Still, the technology could have another practical use, although such an application might be something of a double-edged sword. Alexander Gaeta, director of Cornell’s School of Applied and Engineering Physics, and Moti Fridman, a physics researcher at Cornell, agreed that such technology could be used to add “a packet of information to high-speed data unseen without interrupting the flow of information.” But, as Fridman pointed out, such a process might also subject the data to computer viruses.[9]

1 Metamaterial Devices

Not only large objects, such as glass walls and vast systems of cameras and screens, can bend light. Microscopic devices use metamaterials, specially structured materials with surfaces dotted with holes smaller than the width of visible light waves. These materials are also capable of smoothly shuttling “light rays around them.” Metamaterials can produce seemingly magical effects, agrees physicist Ulf Leonhardt of Scotland’s University of St. Andrew.

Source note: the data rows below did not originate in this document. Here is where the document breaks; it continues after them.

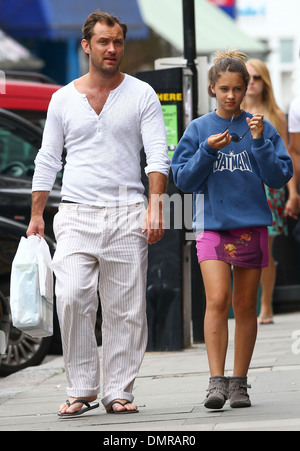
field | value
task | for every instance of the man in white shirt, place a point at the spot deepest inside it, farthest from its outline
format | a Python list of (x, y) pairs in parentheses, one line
[(103, 120)]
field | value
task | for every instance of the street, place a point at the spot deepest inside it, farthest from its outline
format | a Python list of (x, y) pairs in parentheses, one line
[(170, 390)]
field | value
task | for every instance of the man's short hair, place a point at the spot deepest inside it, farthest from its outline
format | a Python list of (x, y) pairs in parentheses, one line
[(99, 16)]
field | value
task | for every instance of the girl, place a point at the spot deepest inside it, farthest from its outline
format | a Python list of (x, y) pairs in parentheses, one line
[(229, 168), (260, 99)]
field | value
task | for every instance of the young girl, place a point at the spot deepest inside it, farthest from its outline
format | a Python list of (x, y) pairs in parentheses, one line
[(260, 99), (227, 156)]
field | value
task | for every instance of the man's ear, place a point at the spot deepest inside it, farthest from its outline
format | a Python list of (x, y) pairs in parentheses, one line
[(212, 89)]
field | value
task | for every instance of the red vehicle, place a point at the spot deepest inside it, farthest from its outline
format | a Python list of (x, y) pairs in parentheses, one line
[(28, 95)]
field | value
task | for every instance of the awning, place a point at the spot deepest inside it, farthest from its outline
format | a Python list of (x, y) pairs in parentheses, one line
[(215, 30), (14, 56), (63, 19)]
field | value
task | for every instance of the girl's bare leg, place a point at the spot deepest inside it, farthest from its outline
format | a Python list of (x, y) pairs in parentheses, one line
[(217, 281)]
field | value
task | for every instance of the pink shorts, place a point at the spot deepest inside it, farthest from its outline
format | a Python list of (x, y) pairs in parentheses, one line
[(239, 247)]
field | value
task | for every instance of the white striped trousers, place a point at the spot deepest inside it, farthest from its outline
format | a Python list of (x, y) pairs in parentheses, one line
[(102, 246)]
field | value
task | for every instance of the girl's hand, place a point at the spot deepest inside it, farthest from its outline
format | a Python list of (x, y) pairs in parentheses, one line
[(256, 124), (219, 141)]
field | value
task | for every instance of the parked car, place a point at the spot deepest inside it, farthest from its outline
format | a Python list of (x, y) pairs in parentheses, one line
[(28, 95)]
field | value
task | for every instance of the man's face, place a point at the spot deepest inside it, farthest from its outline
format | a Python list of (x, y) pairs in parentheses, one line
[(106, 48)]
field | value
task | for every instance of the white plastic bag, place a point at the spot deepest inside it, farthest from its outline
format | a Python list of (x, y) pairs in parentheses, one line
[(31, 288)]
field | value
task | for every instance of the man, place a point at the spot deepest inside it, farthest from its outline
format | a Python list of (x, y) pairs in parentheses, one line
[(103, 119)]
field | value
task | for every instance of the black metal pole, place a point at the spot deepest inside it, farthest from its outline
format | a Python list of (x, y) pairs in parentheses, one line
[(190, 52)]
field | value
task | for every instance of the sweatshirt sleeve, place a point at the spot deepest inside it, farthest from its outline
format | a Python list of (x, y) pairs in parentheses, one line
[(192, 162), (274, 162), (49, 158)]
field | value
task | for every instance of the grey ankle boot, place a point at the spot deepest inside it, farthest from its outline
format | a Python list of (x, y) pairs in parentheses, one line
[(218, 392), (238, 394)]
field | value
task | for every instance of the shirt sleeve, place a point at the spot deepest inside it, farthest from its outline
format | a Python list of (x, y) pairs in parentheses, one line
[(154, 137), (49, 158)]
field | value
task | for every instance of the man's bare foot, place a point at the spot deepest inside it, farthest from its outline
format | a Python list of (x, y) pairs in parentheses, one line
[(121, 405), (67, 408)]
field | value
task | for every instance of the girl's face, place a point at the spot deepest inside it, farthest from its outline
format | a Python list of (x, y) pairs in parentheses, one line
[(230, 90)]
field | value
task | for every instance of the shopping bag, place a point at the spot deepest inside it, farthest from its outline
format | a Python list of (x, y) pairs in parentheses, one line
[(31, 288)]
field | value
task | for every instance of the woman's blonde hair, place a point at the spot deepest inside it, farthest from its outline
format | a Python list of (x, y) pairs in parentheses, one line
[(272, 110), (228, 61)]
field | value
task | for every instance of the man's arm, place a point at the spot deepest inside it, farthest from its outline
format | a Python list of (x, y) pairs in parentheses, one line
[(154, 221), (37, 224)]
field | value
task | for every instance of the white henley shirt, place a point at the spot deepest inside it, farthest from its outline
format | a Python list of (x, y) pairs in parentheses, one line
[(103, 151)]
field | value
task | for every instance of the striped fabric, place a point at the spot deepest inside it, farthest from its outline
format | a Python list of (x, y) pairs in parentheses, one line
[(101, 245)]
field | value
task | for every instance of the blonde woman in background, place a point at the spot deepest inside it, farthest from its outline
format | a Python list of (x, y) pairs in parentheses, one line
[(260, 99)]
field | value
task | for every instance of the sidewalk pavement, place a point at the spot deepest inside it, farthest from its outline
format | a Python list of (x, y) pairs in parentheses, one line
[(170, 390)]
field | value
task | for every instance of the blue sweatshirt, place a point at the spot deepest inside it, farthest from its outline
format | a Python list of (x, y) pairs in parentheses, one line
[(231, 179)]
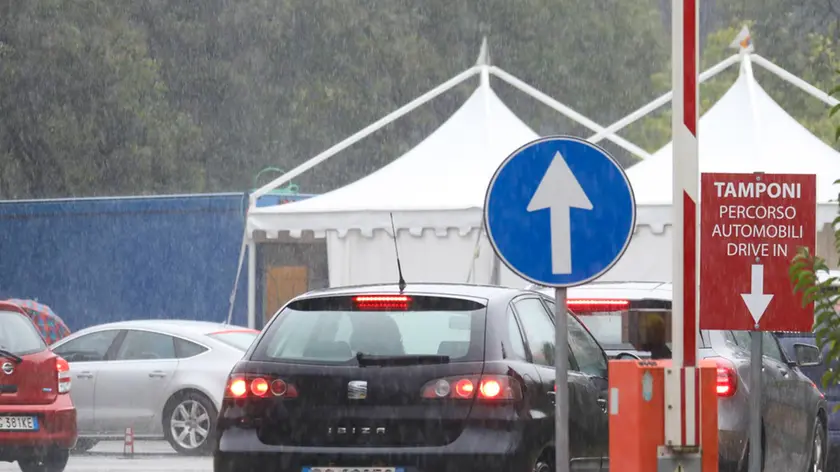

Tests of a prototypical woven fishnet of silver nanowires, each one about 10,000 times thinner than a human hair, were found to bend “red light from all angles hundreds of times more effectively” than in past attempts. A second such device, relying on 21 stacked grids of silver and magnesium fluoride of similarly small sizes, bent infrared light.

These findings indicate promising applications of this light-bending technology, which not only could produce invisibility effects but could also improve camera function by “shielding lenses from unwanted light frequencies” and enhance cellphone and radio communications by making antennas invisible to noisy electromagnetic waves. The only challenge? Mass-producing the materials on a large scale.[10]